Which shoe shine one liners are funny enough to crack down and make fun with shoe shine? I can suggest the ones about car wash and shoe sole.

  1. What do you get if you cross shoe polish with yeast? Loafers that rise and shine
  2. What happens if you eat yeast and shoe polish? Every morning you will rise and shine.

Shoe Shine Funny Jokes And Hilarious Puns.

What funny jokes about shoe shine you can tell and make people laugh? An example I can give is a clean sheen jokes that will for sure put a smile on everyones mouth and help you make shoe shine pranks.

⚠️ Warning ⚠️
This joke may contain profanity or explicit language

I saw a black guy running down the street carrying a tv

I thought for a second, "man that looks a lot like mine' so I ran home quick and nope there was mine still shining my shoes.

I saw a black man running..

I was walking down the street one evening and I saw a black man running holding a television. I thought to my self "i wonder if that's mine", so I hurried back home and lo and behold it was still there, shining my shoes.

⚠️ Warning ⚠️
This joke may contain profanity or explicit language

I see a black guy running down the street with a TV and thought it looked like mine, but it wasn't...

.. mine was at home shining my shoes.

⚠️ Warning ⚠️
This joke may contain profanity or explicit language

I saw a black man walking down the road with a television in his hands, and I thought, "Huh, that kind of looks like mine."

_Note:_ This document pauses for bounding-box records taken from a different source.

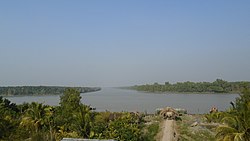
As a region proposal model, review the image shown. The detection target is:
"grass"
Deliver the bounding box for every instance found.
[143,117,160,141]
[177,115,215,141]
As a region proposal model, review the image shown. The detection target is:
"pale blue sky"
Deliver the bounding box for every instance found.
[0,0,250,86]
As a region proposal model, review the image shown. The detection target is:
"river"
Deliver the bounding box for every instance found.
[5,88,238,114]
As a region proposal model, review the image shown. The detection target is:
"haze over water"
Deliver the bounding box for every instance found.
[4,88,238,114]
[0,0,250,86]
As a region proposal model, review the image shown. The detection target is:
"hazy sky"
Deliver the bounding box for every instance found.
[0,0,250,86]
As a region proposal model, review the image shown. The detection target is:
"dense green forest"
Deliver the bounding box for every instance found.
[0,86,101,96]
[130,79,250,93]
[0,89,150,141]
[205,89,250,141]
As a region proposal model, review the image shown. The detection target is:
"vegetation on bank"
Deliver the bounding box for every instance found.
[177,88,250,141]
[0,86,101,96]
[0,89,152,141]
[130,79,250,93]
[205,89,250,141]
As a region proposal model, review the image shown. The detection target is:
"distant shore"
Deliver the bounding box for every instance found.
[0,86,101,97]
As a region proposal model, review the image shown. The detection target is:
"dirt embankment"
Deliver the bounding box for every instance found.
[161,120,178,141]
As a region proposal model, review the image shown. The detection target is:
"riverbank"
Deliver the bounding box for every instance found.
[0,86,101,97]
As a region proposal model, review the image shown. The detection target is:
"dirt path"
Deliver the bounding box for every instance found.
[161,120,177,141]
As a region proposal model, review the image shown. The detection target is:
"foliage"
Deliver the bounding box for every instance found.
[143,122,159,141]
[216,89,250,141]
[0,86,100,96]
[0,89,146,141]
[131,79,250,93]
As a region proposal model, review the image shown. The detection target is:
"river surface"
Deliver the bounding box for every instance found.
[5,88,239,114]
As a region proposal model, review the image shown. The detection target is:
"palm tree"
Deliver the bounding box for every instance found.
[20,102,54,140]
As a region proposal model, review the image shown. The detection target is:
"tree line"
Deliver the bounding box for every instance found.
[0,89,147,141]
[0,86,101,96]
[130,79,250,93]
[205,88,250,141]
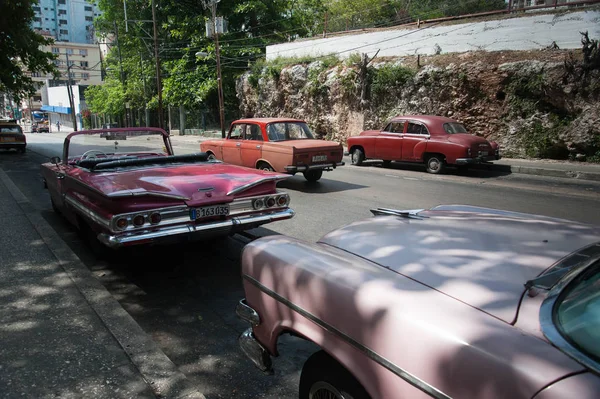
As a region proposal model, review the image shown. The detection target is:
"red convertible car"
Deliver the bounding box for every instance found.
[236,205,600,399]
[41,128,294,248]
[348,115,500,173]
[200,118,344,181]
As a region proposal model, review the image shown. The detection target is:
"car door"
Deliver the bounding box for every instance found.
[241,123,263,168]
[221,123,246,165]
[402,121,429,161]
[373,120,406,161]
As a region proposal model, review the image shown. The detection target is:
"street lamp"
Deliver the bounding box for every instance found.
[196,50,225,138]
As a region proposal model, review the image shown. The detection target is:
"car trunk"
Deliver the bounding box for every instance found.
[268,140,343,164]
[76,163,288,206]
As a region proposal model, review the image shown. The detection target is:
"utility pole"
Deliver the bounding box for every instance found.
[113,21,129,127]
[140,51,150,126]
[202,0,225,138]
[66,51,77,132]
[152,0,164,129]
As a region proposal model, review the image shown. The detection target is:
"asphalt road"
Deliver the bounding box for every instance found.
[0,133,600,398]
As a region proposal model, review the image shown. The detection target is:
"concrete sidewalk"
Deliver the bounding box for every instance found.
[479,158,600,181]
[0,169,204,399]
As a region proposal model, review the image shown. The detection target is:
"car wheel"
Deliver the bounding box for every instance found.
[303,169,323,182]
[427,154,446,175]
[351,148,365,166]
[299,351,370,399]
[256,162,275,172]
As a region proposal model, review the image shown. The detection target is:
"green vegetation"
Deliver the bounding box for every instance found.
[370,65,416,101]
[0,0,58,102]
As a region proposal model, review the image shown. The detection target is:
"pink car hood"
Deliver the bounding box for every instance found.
[72,163,288,206]
[319,209,600,323]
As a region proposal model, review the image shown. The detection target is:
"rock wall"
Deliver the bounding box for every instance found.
[237,49,600,160]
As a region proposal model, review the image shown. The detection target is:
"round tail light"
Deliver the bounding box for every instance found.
[133,215,145,227]
[252,198,265,209]
[277,195,287,206]
[115,218,129,230]
[148,212,162,224]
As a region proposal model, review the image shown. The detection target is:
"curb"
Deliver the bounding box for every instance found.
[0,168,205,399]
[478,164,600,181]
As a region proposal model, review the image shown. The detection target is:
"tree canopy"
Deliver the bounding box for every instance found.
[86,0,506,120]
[0,0,58,101]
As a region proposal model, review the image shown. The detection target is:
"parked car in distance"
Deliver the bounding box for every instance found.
[0,119,27,153]
[41,128,294,252]
[348,115,500,173]
[31,121,50,133]
[236,205,600,399]
[200,118,344,181]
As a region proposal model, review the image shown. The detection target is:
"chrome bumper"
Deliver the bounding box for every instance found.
[98,208,294,248]
[235,299,273,373]
[456,155,499,165]
[285,162,346,173]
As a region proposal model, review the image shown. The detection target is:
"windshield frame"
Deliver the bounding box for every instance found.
[265,120,315,143]
[62,127,175,166]
[540,244,600,373]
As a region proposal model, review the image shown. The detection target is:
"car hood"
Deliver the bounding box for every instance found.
[265,139,340,151]
[319,210,600,323]
[448,133,490,146]
[78,163,289,206]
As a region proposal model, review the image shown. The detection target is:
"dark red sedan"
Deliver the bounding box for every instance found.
[348,115,500,173]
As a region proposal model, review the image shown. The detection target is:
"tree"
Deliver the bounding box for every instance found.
[0,0,59,102]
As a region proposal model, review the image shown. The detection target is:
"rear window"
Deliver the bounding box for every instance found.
[444,122,469,134]
[0,125,23,133]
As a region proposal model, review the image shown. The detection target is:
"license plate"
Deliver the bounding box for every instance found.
[190,205,229,220]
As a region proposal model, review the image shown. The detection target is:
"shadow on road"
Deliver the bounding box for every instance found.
[277,175,368,194]
[354,160,512,178]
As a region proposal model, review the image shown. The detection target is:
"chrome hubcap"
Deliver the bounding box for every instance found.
[429,158,440,170]
[308,381,352,399]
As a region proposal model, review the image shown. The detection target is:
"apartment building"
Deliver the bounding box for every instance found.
[31,0,101,44]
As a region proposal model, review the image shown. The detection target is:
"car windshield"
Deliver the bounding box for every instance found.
[68,129,206,171]
[0,126,21,133]
[444,122,469,134]
[267,122,315,141]
[555,263,600,361]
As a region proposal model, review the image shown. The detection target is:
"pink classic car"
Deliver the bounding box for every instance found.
[41,128,294,248]
[236,205,600,399]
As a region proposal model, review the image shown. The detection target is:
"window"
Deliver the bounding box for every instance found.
[229,123,246,140]
[267,122,314,141]
[554,263,600,361]
[444,122,468,134]
[246,125,263,141]
[406,122,429,135]
[383,121,404,133]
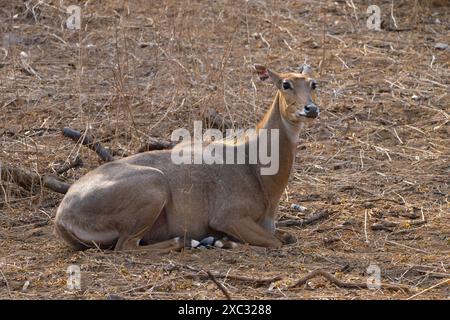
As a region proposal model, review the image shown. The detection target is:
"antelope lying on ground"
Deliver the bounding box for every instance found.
[55,65,319,251]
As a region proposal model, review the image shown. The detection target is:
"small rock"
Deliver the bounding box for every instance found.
[22,280,30,292]
[434,42,450,50]
[106,294,126,300]
[291,203,307,212]
[200,237,216,247]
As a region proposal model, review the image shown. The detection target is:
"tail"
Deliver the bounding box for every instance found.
[53,220,88,250]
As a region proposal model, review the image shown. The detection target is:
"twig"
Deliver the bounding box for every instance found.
[62,128,114,162]
[205,270,231,300]
[288,270,411,292]
[138,137,176,153]
[0,161,70,194]
[186,269,283,285]
[406,278,450,300]
[364,209,369,243]
[56,156,83,175]
[203,109,233,131]
[277,210,331,227]
[370,220,427,231]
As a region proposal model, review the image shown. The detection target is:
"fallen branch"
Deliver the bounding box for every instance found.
[203,109,233,131]
[138,137,176,153]
[277,210,331,227]
[185,270,283,285]
[0,161,70,194]
[288,270,411,292]
[62,128,114,162]
[205,270,231,300]
[370,220,427,232]
[56,156,83,175]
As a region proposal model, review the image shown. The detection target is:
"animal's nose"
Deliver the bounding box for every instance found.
[303,103,319,118]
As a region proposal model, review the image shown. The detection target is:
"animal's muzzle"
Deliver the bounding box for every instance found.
[303,103,319,118]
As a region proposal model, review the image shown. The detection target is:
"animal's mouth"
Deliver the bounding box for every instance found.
[297,107,320,119]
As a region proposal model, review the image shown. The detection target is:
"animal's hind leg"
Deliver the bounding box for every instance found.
[115,237,192,253]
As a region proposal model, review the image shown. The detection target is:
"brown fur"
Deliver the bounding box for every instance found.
[55,67,318,250]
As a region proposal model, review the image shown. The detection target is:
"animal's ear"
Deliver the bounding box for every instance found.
[299,63,312,76]
[255,64,282,88]
[254,64,269,81]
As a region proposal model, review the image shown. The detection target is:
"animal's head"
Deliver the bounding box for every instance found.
[255,65,319,123]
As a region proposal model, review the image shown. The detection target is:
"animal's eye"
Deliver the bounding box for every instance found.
[283,80,292,90]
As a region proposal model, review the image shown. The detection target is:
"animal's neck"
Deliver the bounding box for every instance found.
[257,91,300,205]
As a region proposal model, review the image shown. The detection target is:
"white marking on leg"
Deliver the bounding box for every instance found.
[214,240,223,248]
[191,239,200,248]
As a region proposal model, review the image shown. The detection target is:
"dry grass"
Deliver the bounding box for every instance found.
[0,0,450,299]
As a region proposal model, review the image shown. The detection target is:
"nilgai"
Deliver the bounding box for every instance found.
[55,65,319,251]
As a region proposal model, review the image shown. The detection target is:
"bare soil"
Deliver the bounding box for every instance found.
[0,0,450,299]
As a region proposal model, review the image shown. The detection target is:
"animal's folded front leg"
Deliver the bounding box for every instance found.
[211,217,282,248]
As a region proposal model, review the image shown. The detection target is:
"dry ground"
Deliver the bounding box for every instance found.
[0,0,450,299]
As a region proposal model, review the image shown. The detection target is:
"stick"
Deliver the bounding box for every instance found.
[186,273,283,285]
[277,210,331,227]
[0,161,70,194]
[406,278,450,300]
[56,156,83,175]
[62,128,114,162]
[288,270,411,292]
[370,220,427,231]
[203,109,233,131]
[138,137,176,153]
[205,270,231,300]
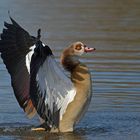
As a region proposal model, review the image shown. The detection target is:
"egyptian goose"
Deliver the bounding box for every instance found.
[0,17,95,132]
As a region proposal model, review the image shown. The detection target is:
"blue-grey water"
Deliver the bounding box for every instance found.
[0,0,140,140]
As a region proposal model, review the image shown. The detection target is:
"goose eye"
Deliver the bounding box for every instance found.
[75,44,82,51]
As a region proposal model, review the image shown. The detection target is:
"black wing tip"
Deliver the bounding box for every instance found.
[8,10,20,27]
[37,28,41,40]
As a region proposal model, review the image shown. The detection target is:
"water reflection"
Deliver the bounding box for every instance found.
[0,0,140,139]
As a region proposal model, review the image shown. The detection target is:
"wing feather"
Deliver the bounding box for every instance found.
[0,17,37,115]
[30,46,76,127]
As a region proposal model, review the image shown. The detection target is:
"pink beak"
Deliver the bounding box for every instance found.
[85,47,96,53]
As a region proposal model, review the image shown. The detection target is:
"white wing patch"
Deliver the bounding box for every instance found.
[36,55,76,120]
[26,43,45,73]
[26,45,36,73]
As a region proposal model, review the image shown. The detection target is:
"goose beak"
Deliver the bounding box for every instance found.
[84,47,96,53]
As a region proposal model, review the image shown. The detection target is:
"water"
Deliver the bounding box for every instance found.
[0,0,140,140]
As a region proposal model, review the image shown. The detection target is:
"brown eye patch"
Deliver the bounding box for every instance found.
[75,44,82,50]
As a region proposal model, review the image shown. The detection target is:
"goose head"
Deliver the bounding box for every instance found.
[61,41,96,71]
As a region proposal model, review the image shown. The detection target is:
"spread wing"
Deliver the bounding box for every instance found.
[0,17,37,115]
[0,18,76,127]
[30,42,76,127]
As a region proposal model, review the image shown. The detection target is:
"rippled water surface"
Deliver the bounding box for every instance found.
[0,0,140,140]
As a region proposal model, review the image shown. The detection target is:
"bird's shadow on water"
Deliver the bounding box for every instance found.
[0,124,108,140]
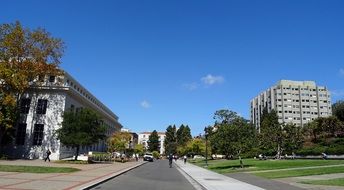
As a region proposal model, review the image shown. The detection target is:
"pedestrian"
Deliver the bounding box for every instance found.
[168,154,173,168]
[44,148,51,162]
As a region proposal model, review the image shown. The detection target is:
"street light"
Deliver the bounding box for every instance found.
[204,127,208,167]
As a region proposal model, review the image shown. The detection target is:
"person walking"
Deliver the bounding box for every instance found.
[168,154,173,168]
[44,148,51,162]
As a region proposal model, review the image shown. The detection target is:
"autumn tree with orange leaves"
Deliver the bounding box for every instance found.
[0,21,65,147]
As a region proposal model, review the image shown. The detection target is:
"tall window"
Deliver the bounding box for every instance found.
[16,123,26,145]
[33,124,44,145]
[49,76,55,82]
[20,98,31,114]
[36,99,48,114]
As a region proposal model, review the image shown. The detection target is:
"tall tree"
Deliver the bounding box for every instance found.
[282,124,304,154]
[164,125,177,154]
[176,125,192,146]
[0,21,64,145]
[213,109,240,124]
[258,110,283,158]
[107,132,131,153]
[332,100,344,122]
[56,108,106,160]
[148,130,160,152]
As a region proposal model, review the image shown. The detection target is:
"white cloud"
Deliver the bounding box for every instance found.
[140,100,151,109]
[339,69,344,76]
[183,82,199,91]
[201,74,225,85]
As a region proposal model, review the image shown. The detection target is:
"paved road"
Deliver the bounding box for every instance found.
[88,160,194,190]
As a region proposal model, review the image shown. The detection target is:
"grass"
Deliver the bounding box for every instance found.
[254,166,344,179]
[194,159,344,173]
[301,178,344,186]
[0,165,80,173]
[54,160,89,164]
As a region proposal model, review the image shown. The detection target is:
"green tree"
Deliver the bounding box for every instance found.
[332,100,344,122]
[185,138,205,155]
[176,125,192,146]
[164,125,177,154]
[148,130,160,152]
[258,109,283,158]
[107,132,131,153]
[283,124,304,154]
[210,119,256,159]
[152,151,160,159]
[213,109,240,124]
[56,108,106,160]
[0,21,64,146]
[134,144,145,156]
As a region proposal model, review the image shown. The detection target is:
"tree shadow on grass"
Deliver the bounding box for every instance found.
[210,165,253,170]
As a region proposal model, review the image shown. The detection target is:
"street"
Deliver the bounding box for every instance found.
[92,160,194,190]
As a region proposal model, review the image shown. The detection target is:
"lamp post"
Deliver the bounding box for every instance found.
[204,127,208,167]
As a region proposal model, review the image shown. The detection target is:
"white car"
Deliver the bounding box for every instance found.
[143,153,153,162]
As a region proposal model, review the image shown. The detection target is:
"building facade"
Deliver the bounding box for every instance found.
[251,80,332,129]
[6,73,122,160]
[138,132,166,154]
[121,128,139,149]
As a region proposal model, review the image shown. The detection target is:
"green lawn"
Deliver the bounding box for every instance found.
[254,166,344,179]
[0,165,80,173]
[194,159,344,173]
[301,178,344,186]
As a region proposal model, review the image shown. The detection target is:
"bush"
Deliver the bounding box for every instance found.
[296,145,326,156]
[152,151,160,159]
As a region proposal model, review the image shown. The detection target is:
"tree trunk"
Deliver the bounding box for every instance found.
[277,144,281,159]
[74,146,80,161]
[0,126,6,153]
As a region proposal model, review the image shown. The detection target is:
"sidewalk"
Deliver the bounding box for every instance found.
[174,161,263,190]
[0,160,145,190]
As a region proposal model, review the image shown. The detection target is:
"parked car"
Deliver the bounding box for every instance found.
[143,153,153,162]
[193,155,205,159]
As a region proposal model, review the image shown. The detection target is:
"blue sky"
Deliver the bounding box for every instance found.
[0,0,344,135]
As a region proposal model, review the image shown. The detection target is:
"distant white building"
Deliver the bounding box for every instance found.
[138,132,166,154]
[6,73,122,160]
[250,80,332,128]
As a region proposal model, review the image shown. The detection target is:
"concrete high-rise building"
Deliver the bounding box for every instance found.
[5,73,122,160]
[138,132,166,154]
[251,80,332,128]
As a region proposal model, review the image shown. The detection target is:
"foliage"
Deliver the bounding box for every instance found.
[258,108,283,157]
[148,130,160,152]
[176,125,192,146]
[107,132,131,153]
[184,138,205,155]
[213,109,240,124]
[282,124,303,154]
[332,100,344,122]
[56,108,106,160]
[0,165,80,173]
[164,125,177,155]
[0,21,64,144]
[152,151,160,159]
[208,110,256,158]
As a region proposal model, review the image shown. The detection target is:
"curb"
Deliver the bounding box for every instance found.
[174,163,207,190]
[79,162,147,190]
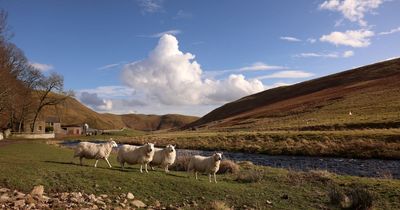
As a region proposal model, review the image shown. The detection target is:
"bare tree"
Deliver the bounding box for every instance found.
[31,72,73,132]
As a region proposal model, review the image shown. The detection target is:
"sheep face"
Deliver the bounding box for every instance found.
[165,144,175,153]
[145,143,154,153]
[213,153,222,161]
[110,141,118,147]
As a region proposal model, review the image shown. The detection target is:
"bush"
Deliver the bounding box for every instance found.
[235,169,264,183]
[218,160,240,174]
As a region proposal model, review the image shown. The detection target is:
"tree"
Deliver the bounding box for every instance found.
[31,72,73,132]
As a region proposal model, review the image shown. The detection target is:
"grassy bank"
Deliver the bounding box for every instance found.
[67,129,400,159]
[0,141,400,209]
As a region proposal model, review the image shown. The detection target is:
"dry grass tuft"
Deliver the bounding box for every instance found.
[209,201,233,210]
[235,169,265,183]
[218,160,240,174]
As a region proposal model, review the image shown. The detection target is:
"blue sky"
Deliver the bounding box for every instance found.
[0,0,400,116]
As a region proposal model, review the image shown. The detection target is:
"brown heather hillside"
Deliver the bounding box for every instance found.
[42,98,198,131]
[185,58,400,130]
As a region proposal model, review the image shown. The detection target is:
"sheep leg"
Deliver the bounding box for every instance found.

Then I remembered that mine was at home, shining my shoes.

C, Eb, and G walk into a "bar"

The bartender says, "Sorry, but we don't serve minors" So E-Flat leaves and C and G have an open 5th between them.
After a few drinks the 5th is diminished and the G is out flat. An F comes in and tries to augment the situation but is not sharp enough. A D comes into the bar and heads straight for the bathroom saying,*Excuse me, I'll just be a second"
An A comes into the bar but the bartender is not convinced this realtive of C is not a minor. Then the bartender notices a B-Flat hiding at the end of the bar and excalims, "Get out now! You're the seventh minor I've found in the bar tonight." The E-Flat is not easily deflated, comes back to the bar the next night in a 3-piece suit with nicely shined shoes. The bartender who used to have a nice coporate job until his company downsized, says, "You're looking sharp tonight, come on in! This could be a major development." This proves to be the case as the E-Flat takes off the suit and everything else and stands there au natural.
Eventually C sobers up and realizes in horror he is under a rest. The C is brought to trial, found guilty of contributing to the diminution of a minor, and is sentenced to 10 years of DS without Coda at an upscale correctional facility. On appeal, however, the C is found innocent of any wrong doing, even accidental, and that all accusations to the contrary are bassless.